Soziales Wohnprojekt:Zuflucht für benachteiligte Jugendliche

Lesezeit: 3 min

Lodenfrey-Geschäftsführer Klaus Faust lässt die Maisinger Mühle umbauen und richtet darin therapeutische Wohngruppen für benachteiligte Jugendliche ein. (Foto: Georgine Treybal)

Lodenfrey-Geschäftsführer Klaus Faust lässt die historische Maisinger Mühle umbauen.

Von Sylvia Böhm-Haimerl, Pöcking

Eigentlich sollten schon im April die ersten Bewohner einer therapeutischen Wohngruppe für benachteiligte Jugendliche in die Maisinger Mühle einziehen. Doch die Sanierungsarbeiten haben sich durch einen Brand verzögert. Jetzt steht noch der Kran und die Bauarbeiter werkeln auf dem Dach. Eigentümer Klaus Faust ist dennoch zufrieden. "Wir hatten Glück im Unglück, der Schaden ist nicht allzu hoch." Es habe lediglich im Treppenhaus gebrannt. Die zwei Wohnungen, die Faust an den Verein hpkj (heilpädagogische-psychotherapeutische Jugendhilfe München) vermietet hat, seien spätestens im Mai fertig. Im Anbau des Gebäudes könnte später noch eine Senioren-WG einziehen.

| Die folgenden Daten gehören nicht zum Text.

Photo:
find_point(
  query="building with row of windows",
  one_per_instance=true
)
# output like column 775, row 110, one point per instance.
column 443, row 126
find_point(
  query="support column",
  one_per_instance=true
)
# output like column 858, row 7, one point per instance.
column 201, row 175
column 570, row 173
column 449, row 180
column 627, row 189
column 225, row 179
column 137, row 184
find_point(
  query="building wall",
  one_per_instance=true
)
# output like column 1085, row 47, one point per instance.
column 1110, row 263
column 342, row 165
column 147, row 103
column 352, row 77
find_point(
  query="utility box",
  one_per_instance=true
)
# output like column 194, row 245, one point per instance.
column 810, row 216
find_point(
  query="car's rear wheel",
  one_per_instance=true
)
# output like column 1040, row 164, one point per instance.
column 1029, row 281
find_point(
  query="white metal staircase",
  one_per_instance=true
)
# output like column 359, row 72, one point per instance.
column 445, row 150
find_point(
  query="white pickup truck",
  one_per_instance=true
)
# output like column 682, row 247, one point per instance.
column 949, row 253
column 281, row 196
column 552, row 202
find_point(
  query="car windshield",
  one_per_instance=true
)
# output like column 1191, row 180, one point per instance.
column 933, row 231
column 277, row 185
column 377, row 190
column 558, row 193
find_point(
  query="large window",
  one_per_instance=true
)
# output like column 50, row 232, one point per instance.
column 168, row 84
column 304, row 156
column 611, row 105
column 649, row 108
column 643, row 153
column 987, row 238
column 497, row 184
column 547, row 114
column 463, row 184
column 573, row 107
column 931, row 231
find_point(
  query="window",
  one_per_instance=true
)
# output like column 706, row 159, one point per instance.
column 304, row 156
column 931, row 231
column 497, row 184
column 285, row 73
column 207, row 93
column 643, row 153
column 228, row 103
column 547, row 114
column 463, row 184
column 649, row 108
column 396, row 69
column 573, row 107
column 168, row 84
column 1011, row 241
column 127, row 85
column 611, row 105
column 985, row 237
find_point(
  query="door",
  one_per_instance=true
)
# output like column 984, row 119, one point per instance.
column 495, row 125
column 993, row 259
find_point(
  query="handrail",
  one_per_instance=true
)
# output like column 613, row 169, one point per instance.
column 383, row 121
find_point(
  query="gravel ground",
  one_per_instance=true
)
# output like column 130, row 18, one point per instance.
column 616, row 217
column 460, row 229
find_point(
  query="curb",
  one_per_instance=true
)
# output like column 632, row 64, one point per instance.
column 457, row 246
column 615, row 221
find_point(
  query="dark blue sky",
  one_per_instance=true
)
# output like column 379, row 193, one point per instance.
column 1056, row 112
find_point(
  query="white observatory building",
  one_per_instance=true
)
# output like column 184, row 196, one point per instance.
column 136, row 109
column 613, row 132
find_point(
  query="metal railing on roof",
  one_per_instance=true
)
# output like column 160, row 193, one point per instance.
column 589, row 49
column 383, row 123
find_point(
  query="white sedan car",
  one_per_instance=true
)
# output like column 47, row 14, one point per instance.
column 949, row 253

Der geschäftsführende Gesellschafter der Münchener Modefirma Lodenfrey hat das geschichtsträchtige Maisinger Anwesen im Herbst 2018 gekauft, um Kindern und Jugendlichen, die in ihren Ursprungsfamilien nicht leben konnten, ein sicheres Zuhause zu bieten. In der Maisinger Mühle sollen sie wieder mit ihren Eltern zusammengebracht werden. Für die Angehörigen sind Appartements unter dem Dach vorgesehen.

Die Umsetzung der Pläne war alles andere als leicht, denn nach mehreren Eigentümerwechseln sollte die Mühle, die laut dem Pöckinger Dorfchronisten Leonhard Poelt erstmals 1182 urkundlich erwähnt wurde, abgerissen werden. Das wollte Faust verhindern. "Ich wollte die alte Substanz erhalten und ein Aktivitätszentrum für Jung und Alt schaffen" betont er. Es soll ein Gemeinnütziges Projekt werden, mit dem er keinen Gewinn erzielen will. Es soll lediglich kostendeckend sein.

Faust verbindet mit dem Anwesen Jugenderinnerungen

Faust nennt es einen Zufall, wie er im Leben manchmal passiert, als er im Sommer 2018 während einer Radtour von einem Maisinger Bauern erfahren hat, dass die Mühle zum Verkauf stehe. Weil ihn viele Kindheits- und Jugenderinnerungen mit dem Anwesen verbinden, hat er sich spontan zum Kauf entschlossen. Das großzügige, etwa 8000 Quadratmeter große Areal, das teilweise im Landschaftsschutzgebiet liegt, hatte früher einmal seinem Stief-Großvater gehört. Faust kann sich noch gut an die Familienfeste auf dem Anwesen erinnern. "Ich habe auf dem Grundstück das Autofahren gelernt", erzählt er.

Da ein Vorbesitzer jedoch einen Abriss geplant hatte, war vor etwa 20 Jahren der Bebauungsplan geändert worden. Es sollten zwei Doppelhäuser entstehen. In einem langwierigen Verfahren musste nun der Bebauungsplan erneut geändert und die ursprüngliche Nutzung als Mehrfamilienhaus mit sieben Wohnungen auf einer Wohn/Nutzfläche von etwa 1000 Quadratmetern wieder hergestellt werden. Neben den therapeutischen Wohngruppen in den oberen Stockwerken gibt es einen Gemeinschaftsraum im Erdgeschoss sowie Büros und Familienappartements im Dachgeschoss. Im Nebengebäude sollen Senioren einziehen, die nicht alleine leben wollen. Sie könnten beispielsweise einen Garten anlegen und selbst Gemüse anbauen. "Unser Ziel ist es Alt und Jung zu mischen", so Faust. Aber auch der Ausbau mit regenerativer Energie, wie Photovoltaik, Thermosolar und Pelletheizung sowie Ladestationen für E-Autos ist dem Unternehmer wichtig.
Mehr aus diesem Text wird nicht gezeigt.